Starting from the upper left, the "tree" is a dendrogram depicting genetic relationships between the genomes. (If you arrive here from the heatmap, typically these are all of the genomes in a particular cluster, although you can add and remove isolates manually using the button in the upper left). You can change how the nodes are colored using the Color by dropdown; the default uses the location of collection, and a color legend is at far left. Distances are scaled to SNPs per Mbp of reference genome.

To the right of the dendrogram are details on each genome, including the date and location of collection and a diagram of SNPs that differentiate this genome from the others. You can alter the labels for these SNPs using the Variant labels dropdowns, including showing them as predicted amino acids (if within an annotated open reading frame). Synonymous substitutions are in light gray, while nonsynonymous substitutions are dark blue.

The bottom of the visualization is a timeline of patient movements with the genomes overplotted as filled circles. Colors correspond to either locations or times, same as for the dendrogram. You can hover over elements to see more details in a tooltip, and pan and zoom with your mouse and mousewheel (or two-finger scroll). Light red arcs show overlaps in location between different patients, within the threshold set by the slider (e.g. a patient leaving a unit X hours before the next one arrives still counts as an overlap).
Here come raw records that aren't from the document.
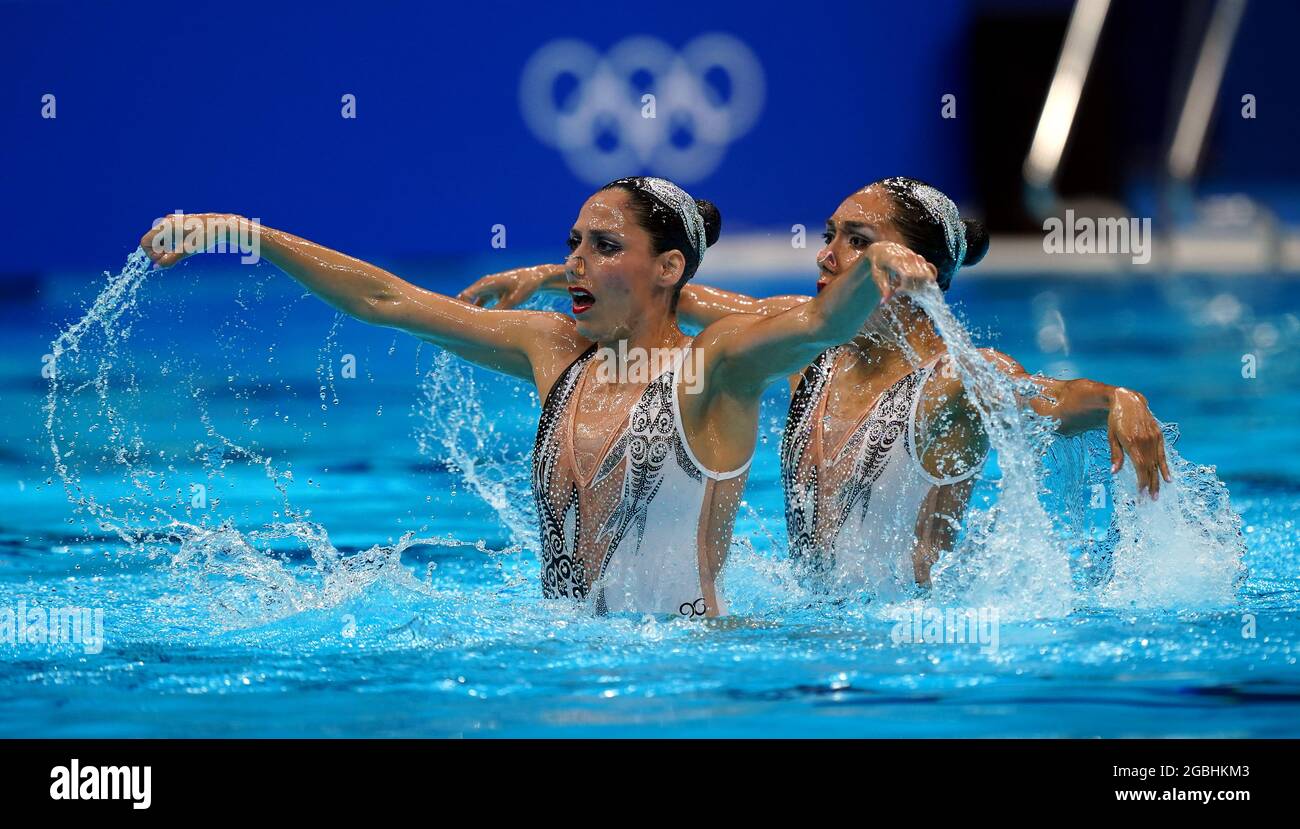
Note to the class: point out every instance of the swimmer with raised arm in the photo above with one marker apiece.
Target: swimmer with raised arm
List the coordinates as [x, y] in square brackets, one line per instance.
[636, 484]
[879, 455]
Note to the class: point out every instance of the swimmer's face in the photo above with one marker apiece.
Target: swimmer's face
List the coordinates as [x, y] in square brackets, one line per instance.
[615, 278]
[861, 220]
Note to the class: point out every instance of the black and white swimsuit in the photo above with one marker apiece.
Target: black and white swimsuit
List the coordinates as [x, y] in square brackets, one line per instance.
[636, 535]
[852, 511]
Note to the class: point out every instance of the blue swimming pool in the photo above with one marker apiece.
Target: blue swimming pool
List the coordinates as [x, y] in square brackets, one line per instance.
[293, 421]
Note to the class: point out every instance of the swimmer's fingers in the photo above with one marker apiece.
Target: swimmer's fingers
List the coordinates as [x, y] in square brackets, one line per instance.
[1164, 461]
[157, 246]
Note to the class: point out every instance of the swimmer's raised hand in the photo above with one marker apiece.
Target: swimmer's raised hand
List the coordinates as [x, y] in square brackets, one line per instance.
[1134, 430]
[178, 235]
[896, 268]
[511, 289]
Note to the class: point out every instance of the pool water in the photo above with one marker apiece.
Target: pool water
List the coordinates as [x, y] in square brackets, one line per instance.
[298, 424]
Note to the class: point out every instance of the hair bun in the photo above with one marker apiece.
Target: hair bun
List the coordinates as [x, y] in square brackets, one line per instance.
[713, 221]
[976, 242]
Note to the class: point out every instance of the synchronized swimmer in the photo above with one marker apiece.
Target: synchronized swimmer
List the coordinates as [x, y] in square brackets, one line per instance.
[879, 455]
[637, 484]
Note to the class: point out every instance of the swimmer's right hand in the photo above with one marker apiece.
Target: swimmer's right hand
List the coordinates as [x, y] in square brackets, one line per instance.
[178, 235]
[511, 289]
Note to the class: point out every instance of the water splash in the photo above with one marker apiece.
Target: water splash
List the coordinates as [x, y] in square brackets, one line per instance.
[1034, 552]
[118, 459]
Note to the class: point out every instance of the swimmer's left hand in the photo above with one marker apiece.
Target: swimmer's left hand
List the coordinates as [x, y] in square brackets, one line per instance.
[511, 289]
[1134, 430]
[896, 268]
You can filter location data by inpatient vs outpatient using Filter events. If available, results for unsequenced culture tests supplied in the .epi.heatmap.json file can be plotted as X's and unfilled circles using Filter culture results. You can change the layout of the Y axis using the Y axis dropdown.

Finally, you can help correlate particular genomes across the timeline and dendrogram by changing the symbol used; to do this, click the node on either part of the visualization, and it will update on both (more clicks will cycle through the symbols). You can alt- or option-click to reset it to the default of a small filled circle.

dendro-timeline.php parameters

You can link directly to dendro-timeline.php from external tools, in which case it may useful to supply query string parameters to preconfigure the view in a particular way. The following parameters are available:

  • db: which dataset to load. This is the name of the .parsnp.heatmap.json file, minus the .heatmap.json suffix.
  • assemblies: which genomes to show; these are the names separated by either + or %20.
  • colorNodes: how to color the nodes; either collectionUnit for location or ordered for time.
  • variantLabels and variantNtOrAa: how to label the SNP diagram.*
  • showOverlaps: whether to draw the red arcs for spatiotemporal overlaps (set to 1) or not (set to 0).
  • tolerance: the threshold for calling a spatiotemporal overlap.*
  • filter: filters events in the timeline; either inpatient, outpatient, or leave blank to show both.
  • isolateTests: how to plot the unsequenced culture tests.*
  • timelineGrouping: how to arrange the Y axis of the timeline.*
  • sort: the starting Y axis sort order for the timeline, which can be manually reordered by dragging rows; supplied as JSON compressed with JSONCrush.*

* For these parameters, it is likely easiest to derive your intended setting by interacting with the visualization and using the updated value in the address bar.

License

Software in this repository (not inclusive of library dependencies or software downloaded and installed alongside it when it is executed) is licensed under the standard MIT license, a permissive free software license. See the LICENSE.txt for more details.